I've gone into my latest batch of Cider a bit casually. 

I am planning on halting the fermentation to get a sweet cider (by kegging and fridging).

I didn't take an SG - I figured I could calculate it. But now I see there's 11 grams of sugar per 100 ml....which would be 1.110 SG unless I'm having a blonde moment. I was fairly certain previously that 1.050 was a more typical juice figure.

I'm using the Aldi Westcliff apple juice.

Can anyone save my sanity by telling me where I'm getting this wrong?


----------



## troopa (2/9/12)

Drew said:


> I've gone into my latest batch of Cider a bit casually.
> 
> I am planning on halting the fermentation to get a sweet cider (by kegging and fridging).
> 
> ...



Ive had it as low as 1.043 and up to 1.50 with 1.047-48 being typical


----------



## Drew (2/9/12)

Troopa said:


> Ive had it as low as 1.043 and up to 1.50 with 1.047-48 being typical



Sweet, at least the number I've got is about right.

But it blows what I know about SG out of the water.

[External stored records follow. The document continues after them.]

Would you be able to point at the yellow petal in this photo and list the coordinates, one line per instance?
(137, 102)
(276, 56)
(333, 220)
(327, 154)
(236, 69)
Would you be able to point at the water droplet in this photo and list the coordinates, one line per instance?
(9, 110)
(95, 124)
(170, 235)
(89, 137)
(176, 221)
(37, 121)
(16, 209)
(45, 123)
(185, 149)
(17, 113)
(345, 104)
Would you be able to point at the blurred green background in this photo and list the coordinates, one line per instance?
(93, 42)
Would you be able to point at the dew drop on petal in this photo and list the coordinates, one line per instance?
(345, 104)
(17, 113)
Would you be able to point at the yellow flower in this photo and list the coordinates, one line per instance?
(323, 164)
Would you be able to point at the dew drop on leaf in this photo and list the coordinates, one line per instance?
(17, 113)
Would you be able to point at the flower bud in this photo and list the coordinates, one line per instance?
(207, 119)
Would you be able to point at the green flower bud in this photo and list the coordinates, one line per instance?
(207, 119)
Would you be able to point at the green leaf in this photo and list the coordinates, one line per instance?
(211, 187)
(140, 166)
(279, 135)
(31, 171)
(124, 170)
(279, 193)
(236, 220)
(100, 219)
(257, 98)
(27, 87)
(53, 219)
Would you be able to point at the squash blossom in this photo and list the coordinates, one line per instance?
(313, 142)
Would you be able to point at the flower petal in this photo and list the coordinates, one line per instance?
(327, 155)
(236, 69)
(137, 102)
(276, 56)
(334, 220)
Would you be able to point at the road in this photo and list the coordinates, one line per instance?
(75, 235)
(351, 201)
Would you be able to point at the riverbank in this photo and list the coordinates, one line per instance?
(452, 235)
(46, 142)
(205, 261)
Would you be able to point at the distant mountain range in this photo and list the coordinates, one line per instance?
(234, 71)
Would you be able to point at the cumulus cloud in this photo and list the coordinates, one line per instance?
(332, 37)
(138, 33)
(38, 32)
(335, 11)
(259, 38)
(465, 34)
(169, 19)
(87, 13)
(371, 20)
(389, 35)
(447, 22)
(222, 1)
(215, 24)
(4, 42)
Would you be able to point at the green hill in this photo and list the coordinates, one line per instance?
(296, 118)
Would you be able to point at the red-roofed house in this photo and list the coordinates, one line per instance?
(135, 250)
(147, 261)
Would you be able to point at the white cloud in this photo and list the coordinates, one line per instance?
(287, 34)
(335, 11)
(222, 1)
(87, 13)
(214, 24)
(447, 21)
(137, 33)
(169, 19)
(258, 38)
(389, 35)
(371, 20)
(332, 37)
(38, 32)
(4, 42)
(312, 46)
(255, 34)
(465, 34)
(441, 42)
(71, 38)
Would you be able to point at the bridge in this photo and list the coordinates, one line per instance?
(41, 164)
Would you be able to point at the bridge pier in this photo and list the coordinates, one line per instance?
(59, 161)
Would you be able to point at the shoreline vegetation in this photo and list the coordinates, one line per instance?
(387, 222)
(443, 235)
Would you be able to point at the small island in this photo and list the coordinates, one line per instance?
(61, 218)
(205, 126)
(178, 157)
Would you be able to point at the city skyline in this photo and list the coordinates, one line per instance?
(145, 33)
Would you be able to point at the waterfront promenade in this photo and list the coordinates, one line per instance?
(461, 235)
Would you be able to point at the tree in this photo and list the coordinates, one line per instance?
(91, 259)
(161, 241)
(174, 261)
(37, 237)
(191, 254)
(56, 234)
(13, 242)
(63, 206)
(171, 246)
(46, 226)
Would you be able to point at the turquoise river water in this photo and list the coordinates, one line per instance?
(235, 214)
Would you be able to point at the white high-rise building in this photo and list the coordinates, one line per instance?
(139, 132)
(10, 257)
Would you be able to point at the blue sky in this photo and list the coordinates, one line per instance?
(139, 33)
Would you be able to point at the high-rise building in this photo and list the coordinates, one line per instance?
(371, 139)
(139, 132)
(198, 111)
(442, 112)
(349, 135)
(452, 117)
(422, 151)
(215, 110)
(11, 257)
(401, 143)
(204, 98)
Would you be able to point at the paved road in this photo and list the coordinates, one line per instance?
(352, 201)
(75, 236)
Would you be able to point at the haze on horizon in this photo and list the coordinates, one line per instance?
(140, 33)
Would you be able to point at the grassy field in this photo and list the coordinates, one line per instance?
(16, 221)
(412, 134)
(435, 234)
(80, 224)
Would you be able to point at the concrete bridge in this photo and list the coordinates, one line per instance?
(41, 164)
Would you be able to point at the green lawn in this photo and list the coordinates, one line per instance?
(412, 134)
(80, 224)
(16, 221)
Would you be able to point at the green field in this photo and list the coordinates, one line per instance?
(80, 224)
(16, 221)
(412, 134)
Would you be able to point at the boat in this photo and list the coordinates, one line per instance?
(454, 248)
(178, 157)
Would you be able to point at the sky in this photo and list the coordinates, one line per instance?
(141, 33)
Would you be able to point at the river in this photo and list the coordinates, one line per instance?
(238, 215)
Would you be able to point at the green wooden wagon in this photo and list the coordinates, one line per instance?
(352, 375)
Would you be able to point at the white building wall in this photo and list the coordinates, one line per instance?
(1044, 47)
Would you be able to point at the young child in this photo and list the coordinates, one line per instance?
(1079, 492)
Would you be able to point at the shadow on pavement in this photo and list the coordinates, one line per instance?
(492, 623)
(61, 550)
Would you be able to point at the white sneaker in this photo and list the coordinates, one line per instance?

I thought every point above 1.000 was literally 1 gram / litre of sugar... :huh:


----------



## ash2 (2/9/12)

Drew what is your recipe


----------



## Drew (2/9/12)

ash2 said:


> Drew what is your recipe



12 litres apple juice
cy17 yeast

750ml strawberry syrup to be added at fridging stage


----------



## manticle (2/9/12)

Drew said:


> I've gone into my latest batch of Cider a bit casually.
> 
> I am planning on halting the fermentation to get a sweet cider (by kegging and fridging).
> 
> ...



You might be confusing your scale with brix which is 1g sucrose per 100mL water = 1 degree, making yours 11 Brix which equals about 1.045 if I haven't cocked it up.

Seems more reasonable anyway.


----------



## Batz (2/9/12)

Drew said:


> 12 litres apple juice
> cy17 yeast
> 
> 750ml strawberry syrup to be added at fridging stage




Hi Drew,
Do you buy strawberry syrup or make your own?


----------



## Greg.L (2/9/12)

manticle said:


> You might be confusing your scale with brix which is 1g sucrose per 100mL water = 1 degree, making yours 11 Brix which equals about 1.045 if I haven't cocked it up.
> 
> Seems more reasonable anyway.



That seems right. You can convert brix to baume by dividing by 1.8 which gives 6.1 be. That means app. 6.1% abv.


----------



## Drew (3/9/12)

Cheers guys, this is a classic case of reading just enough information to be dangerous. Got my wires a bit crossed.




Batz said:


> Hi Drew,
> Do you buy strawberry syrup or make your own?



I'm going to use Sodastream Strawberry Syrup. It is designed to make just 6 litres of sodastream, but will be using it in the full 12 litres of brew.

Hope it works. I'm trying to alleviate the sticker shock of the keg startup by making something my wife will actually drink.


----------